I have fun and surprise to discover history winks today. There are many practically daily. For example, when Donald Trump announced the new tariffs against China last week, he cited as one of the reasons to introduce them that Xi Jinping has not prevented the export of fentanyl to the US. "My friend President Xi said he would stop the sale of fentanyl to the United States, this never happened and many Americans continue to die!" Trump tweeted.

Fentanyl is a drug from the opioid family, it is said to be 50 times more deadly than heroin and would be related to more than 28,000 overdose deaths in 2017, according to the US government. The striking thing is that Trump's argument evokes the famous Opium Wars of the nineteenth century , but vice versa. Then, the United Kingdom and France forcibly imposed free trade in opium to China, whose emperor considered that its uncontrolled sale had harmful effects on the population.
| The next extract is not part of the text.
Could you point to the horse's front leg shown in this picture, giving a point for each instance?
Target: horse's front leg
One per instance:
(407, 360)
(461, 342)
When I see environmental activist Greta Thurnberg I can't stop thinking about the Crusade for Children of the 13th century. The fourth crusade had failed in its objectives and had become an expedition of hooligans for what is now Zadar (Croatia) and Istanbul. No one wanted a fifth crusade, let alone the king of France , but behold, a little pastor appears to Jesus Christ to commission him to release Jerusalem. The anthropologist Emilio Lara, who has just published Times of Hope, the novel narration of this adventure, has rightly stated that "the Crusade for Children was the action of a populist influencer from the Middle Ages."

The shepherd recruited thousands of children who ended up being sold as slaves after boarding the ships of pirates who promised to cross the Mediterranean from Nice to Jerusalem. Greta will also catch a ship soon.

We could consider that history is circular, that man stumbles twice with the same stone, that in reality history is a spiral that unfolds in time, as the British Arnold Toynbee thought. And even go to the interesting reflections that Jorge Luis Borges made about the different sources of the eternal return to conclude with Marco Aurelio that "nobody loses the past or the future, because nobody can take away what they don't have." But we can also conclude something more banal: that the scriptwriters of political current affairs have very little imagination and are always using what is already written to cover their campaigns.